A fast multi-threaded word frequency counter written in C++. SSFI recursively scans a given directory for files ending in .txt. It then queues those files to be processed by worker threads. Worker threads will pick up files from the queue and scan them, counting how many occurences of each word they see. Once complete, the program prints the top 10 words and their counts.
- Unordered lockless hash maps for storing word frequency. Each thread gets it's own hash map to count words. When processing is complete, main thread merges the hash maps into a master hash map. This allows for very efficient processing and avoids the need for locks or synchronization. This design also allows the application to scale well with additional threads.
- Thread pool. Configurable number of worker threads are part of a thread pool with a queue. Worker threads use thread IDs to accumulate data into the same hash map for the duration of processing. This avoids allocating new memory for hash maps every time a worker thread processes a file.
Execute "make" from root directory. SSFI requires the C++ Boost 1.66 or higher library.
The following is configurable:
- -p: Path to recursively index
- -t: Number of worker threads to use
- -w: Top N words to print
- -h: Help menu
SSFI was designed for speed and scalability. On a virtual machine with 8 cores, it counted 100 MB worth of text (in chunks of 6 MB books) in 1.2 seconds multithreaded. I also created a version of the same utility using ordered maps. Performance stats for 100MB of text below:
Threads | Total Time (Unordered Map) | Total Time (Ordered Map) |
---|---|---|
1 | 5.091s | 10.576s |
2 | 3.066s | 6.380s |
4 | 1.749s | 2.977s |
8 | 1.28s | 2.071s |
16 | 1.396s | 2.524s |
32 | 1.294s | 2.314s |
64 | 1.303s | 2.328s |
As can be seen from the tables, using unsorted maps brings in a 2x speed improvement.
The optimal number of threads (for my VM with 8 cores) is 8. Since the VM has 8 cores, adding additional threads (past 8) does not improve performance as the threads just become context switched.

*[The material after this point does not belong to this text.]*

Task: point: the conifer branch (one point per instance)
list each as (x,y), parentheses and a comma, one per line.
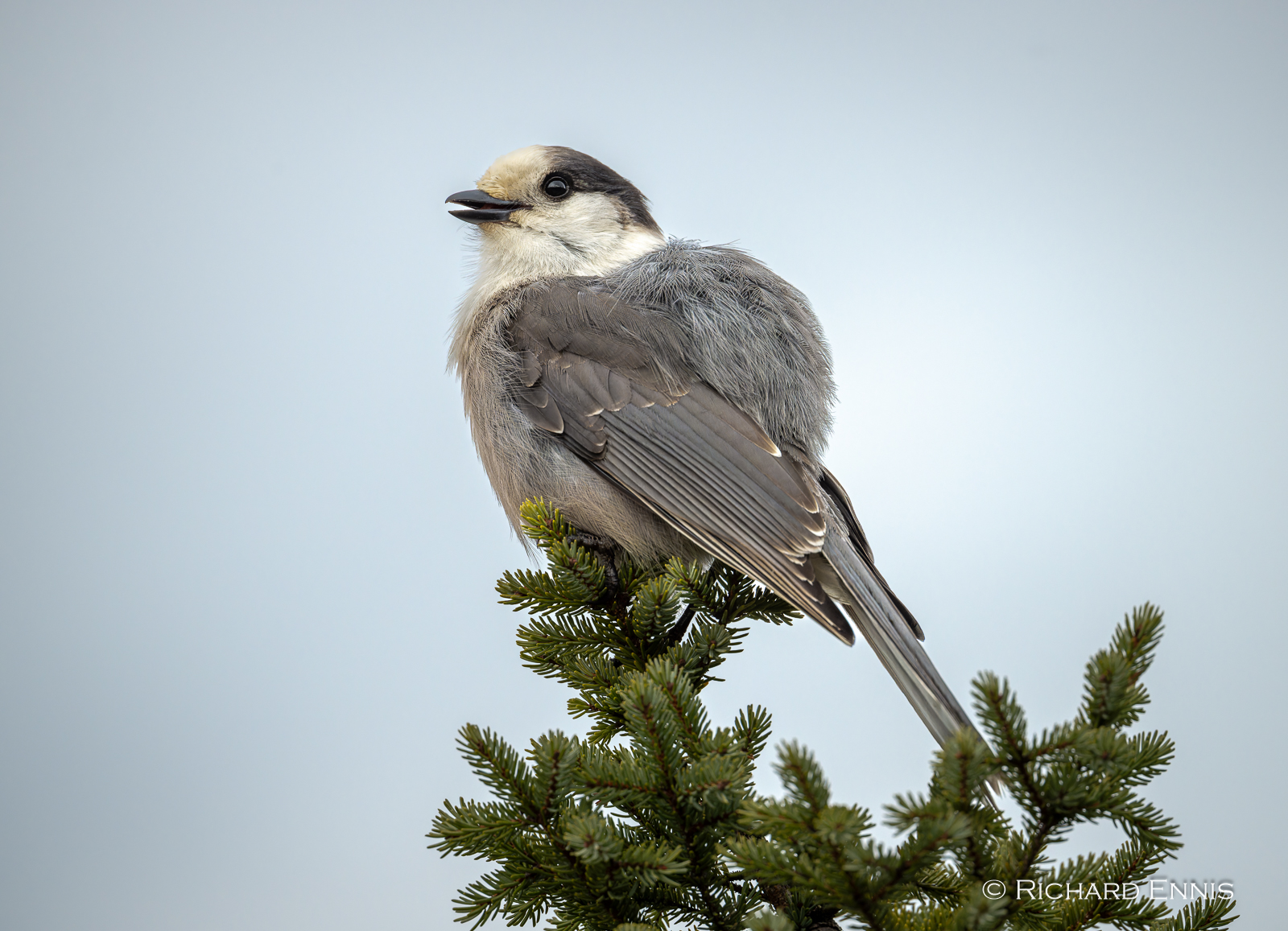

Due to the scope of the task, the design of SSFI has been kept simple. There are no classes, logging, or a lot of tests.
This is deliberate - if the project is ever grown it would be very easy to adapt it and less code helps readibility/maintainablity.

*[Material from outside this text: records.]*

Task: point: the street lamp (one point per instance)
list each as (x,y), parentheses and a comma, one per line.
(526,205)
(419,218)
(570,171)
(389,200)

When compiled, the test executable test_worker
is located under test/
. Execute from the test/
directory.
The tests cover the worker code - namely counting words in a single file.

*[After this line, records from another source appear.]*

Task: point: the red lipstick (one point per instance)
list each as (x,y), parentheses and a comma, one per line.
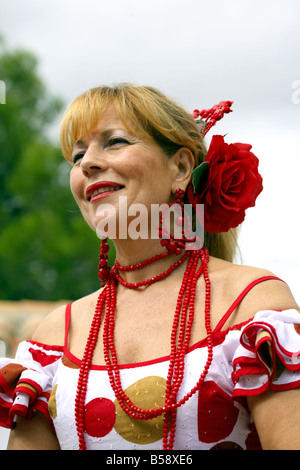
(101,189)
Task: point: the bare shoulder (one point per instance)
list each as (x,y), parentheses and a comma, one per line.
(271,294)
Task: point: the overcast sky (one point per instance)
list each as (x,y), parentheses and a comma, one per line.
(199,53)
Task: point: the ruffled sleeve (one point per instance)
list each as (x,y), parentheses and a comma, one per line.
(268,356)
(26,381)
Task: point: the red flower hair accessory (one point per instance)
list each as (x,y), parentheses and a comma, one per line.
(228,181)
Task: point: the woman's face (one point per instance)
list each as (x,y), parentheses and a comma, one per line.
(112,162)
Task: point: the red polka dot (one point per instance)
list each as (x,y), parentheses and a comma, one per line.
(217,414)
(100,416)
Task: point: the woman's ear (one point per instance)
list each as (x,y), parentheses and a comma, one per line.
(184,161)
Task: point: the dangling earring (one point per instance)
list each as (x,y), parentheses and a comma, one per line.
(103,266)
(168,240)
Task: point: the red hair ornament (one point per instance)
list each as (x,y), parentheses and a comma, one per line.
(228,181)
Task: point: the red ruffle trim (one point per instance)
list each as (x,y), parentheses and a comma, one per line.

A full test can be done by running the ssfi executable with ./ssfi -p files
.
If files directory has not been altered and the code works, the words will match the frequency:
Even though each thread keeps a separate hash map for the duration of processing, the hash maps have to eventually be merged in order to compute metrics. The main thread does this at the end. An optimization would be to switch to using a concurrent hash map package that allows all threads to access the same global hash map without the need for locks. This would bring improvements to speed and memory usage as we wouldn't keep multiple hash maps or merge them. Switching away from using C++ strings (tolower) may bring additional speed. If the project is grown, additional tests should be added.